Hasil gula darah tinggi dapat merusak pembuluh darah dan organ tubuh, termasuk jantung, ginjal, mata, dan saraf.

2. Artritis reumatoid (RA)

Pada rheumatoid arthritis (RA) , sistem kekebalan menyerang sendi.
Serangan ini menyebabkan kemerahan, kehangatan, nyeri, dan kekakuan pada persendian.

Tidak seperti osteoartritis , yang umumnya menyerang orang-orang seiring bertambahnya usia, RA dapat dimulai sejak usia 30-an atau lebih cepat .

3. Psoriasis/artritis psoriatik

Sel-sel kulit tumbuh dan kemudian ditumpahkan ketika tidak lagi dibutuhkan.

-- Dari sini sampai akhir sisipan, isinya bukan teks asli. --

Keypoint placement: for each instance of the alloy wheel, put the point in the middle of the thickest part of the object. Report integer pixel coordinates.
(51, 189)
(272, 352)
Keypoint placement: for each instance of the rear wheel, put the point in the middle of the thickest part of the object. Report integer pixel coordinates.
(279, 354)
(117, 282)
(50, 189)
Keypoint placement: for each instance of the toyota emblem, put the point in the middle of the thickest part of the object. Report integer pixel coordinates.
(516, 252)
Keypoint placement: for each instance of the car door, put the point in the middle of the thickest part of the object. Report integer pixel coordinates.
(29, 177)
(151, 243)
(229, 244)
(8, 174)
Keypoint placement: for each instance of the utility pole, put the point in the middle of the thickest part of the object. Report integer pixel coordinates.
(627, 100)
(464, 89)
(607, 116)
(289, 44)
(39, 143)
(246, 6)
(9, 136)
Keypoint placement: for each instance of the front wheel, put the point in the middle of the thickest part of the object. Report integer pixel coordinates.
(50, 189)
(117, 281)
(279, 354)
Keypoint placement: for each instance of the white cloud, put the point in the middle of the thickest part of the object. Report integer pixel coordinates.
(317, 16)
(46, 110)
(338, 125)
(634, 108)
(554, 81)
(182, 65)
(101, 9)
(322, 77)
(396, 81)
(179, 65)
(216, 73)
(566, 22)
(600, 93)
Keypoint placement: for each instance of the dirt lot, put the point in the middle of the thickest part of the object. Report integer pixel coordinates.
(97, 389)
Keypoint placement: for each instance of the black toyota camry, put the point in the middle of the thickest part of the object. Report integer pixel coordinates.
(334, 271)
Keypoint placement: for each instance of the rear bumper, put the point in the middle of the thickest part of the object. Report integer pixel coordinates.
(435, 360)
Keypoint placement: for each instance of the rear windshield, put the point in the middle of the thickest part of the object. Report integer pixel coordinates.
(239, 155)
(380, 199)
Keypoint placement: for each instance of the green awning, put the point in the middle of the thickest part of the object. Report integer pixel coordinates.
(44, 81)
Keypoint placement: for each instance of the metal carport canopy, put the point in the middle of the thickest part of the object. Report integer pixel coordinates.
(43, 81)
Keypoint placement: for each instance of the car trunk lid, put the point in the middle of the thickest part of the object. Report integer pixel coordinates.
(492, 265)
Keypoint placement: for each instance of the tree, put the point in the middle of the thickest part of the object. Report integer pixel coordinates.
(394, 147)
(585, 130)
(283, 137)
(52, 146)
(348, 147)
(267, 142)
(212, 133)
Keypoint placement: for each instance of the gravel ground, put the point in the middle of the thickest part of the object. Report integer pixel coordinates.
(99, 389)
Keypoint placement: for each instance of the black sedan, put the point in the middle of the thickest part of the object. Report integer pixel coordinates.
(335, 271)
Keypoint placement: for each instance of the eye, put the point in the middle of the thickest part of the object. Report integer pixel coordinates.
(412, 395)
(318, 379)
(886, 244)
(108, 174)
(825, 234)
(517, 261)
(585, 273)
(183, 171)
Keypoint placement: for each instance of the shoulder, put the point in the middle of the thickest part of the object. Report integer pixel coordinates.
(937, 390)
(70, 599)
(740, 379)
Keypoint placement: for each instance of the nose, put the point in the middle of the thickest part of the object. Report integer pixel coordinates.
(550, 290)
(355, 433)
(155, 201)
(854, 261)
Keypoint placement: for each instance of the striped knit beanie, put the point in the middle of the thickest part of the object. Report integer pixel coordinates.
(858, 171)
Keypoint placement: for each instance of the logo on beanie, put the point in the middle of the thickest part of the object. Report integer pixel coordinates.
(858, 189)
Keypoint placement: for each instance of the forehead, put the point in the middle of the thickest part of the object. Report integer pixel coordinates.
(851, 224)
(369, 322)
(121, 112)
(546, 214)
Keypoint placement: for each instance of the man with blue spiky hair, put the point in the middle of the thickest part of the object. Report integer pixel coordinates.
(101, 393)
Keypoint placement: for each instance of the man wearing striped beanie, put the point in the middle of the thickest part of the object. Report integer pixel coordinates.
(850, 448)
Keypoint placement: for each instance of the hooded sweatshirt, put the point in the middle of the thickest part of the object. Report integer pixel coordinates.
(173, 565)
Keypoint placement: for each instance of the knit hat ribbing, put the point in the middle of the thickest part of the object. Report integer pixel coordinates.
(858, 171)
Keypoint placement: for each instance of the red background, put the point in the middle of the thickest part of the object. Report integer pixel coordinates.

Psoriasis menyebabkan sel-sel kulit berkembang biak terlalu cepat.

Sel-sel ekstra menumpuk dan membentuk bercak merah yang meradang, umumnya dengan sisik putih keperakan pada kulit yang berwarna lebih terang.

Pada kulit yang lebih gelap, psoriasis dapat muncul keunguan atau coklat tua dengan sisik abu-abu.

Hingga 30 persen orang dengan psoriasis juga mengalami pembengkakan, kekakuan, dan nyeri pada persendian mereka .

Bentuk penyakit ini disebut psoriatic arthritis.

4. Sklerosis multipel

Multiple sclerosis (MS) merusak selubung mielin, lapisan pelindung yang mengelilingi sel-sel saraf di sistem saraf pusat.

Kerusakan pada selubung mielin memperlambat kecepatan transmisi pesan antara otak dan sumsum tulang belakang ke dan dari seluruh tubuh.

Kerusakan ini dapat menyebabkan mati rasa, kelemahan, masalah keseimbangan, dan kesulitan berjalan.

Penyakit ini datang dalam beberapa bentuk yang berkembang pada tingkat yang berbeda.

Menurut studi, sekitar 50 persen orang dengan MS membutuhkan bantuan berjalan dalam waktu 15 tahun setelah penyakit dimulai.

5. Lupus eritematosus sistemik (LES)

Meskipun para dokter pada tahun 1800-an pertama kali menggambarkan lupus sebagai penyakit kulit karena ruam yang biasa ditimbulkannya, bentuk sistemiknya, yang paling umum, sebenarnya mempengaruhi banyak organ, termasuk persendian, ginjal, otak, dan jantung.

Nyeri sendi, kelelahan, dan ruam adalah beberapa gejala yang paling umum.

6. Penyakit radang usus

Penyakit radang usus (IBD) menggambarkan kondisi yang menyebabkan peradangan pada lapisan dinding usus.

Setiap jenis IBD mempengaruhi bagian saluran GI yang berbeda.

7. Penyakit Addison

Penyakit Addison mempengaruhi kelenjar adrenal, yang menghasilkan hormon kortisol dan aldosteron serta hormon androgen.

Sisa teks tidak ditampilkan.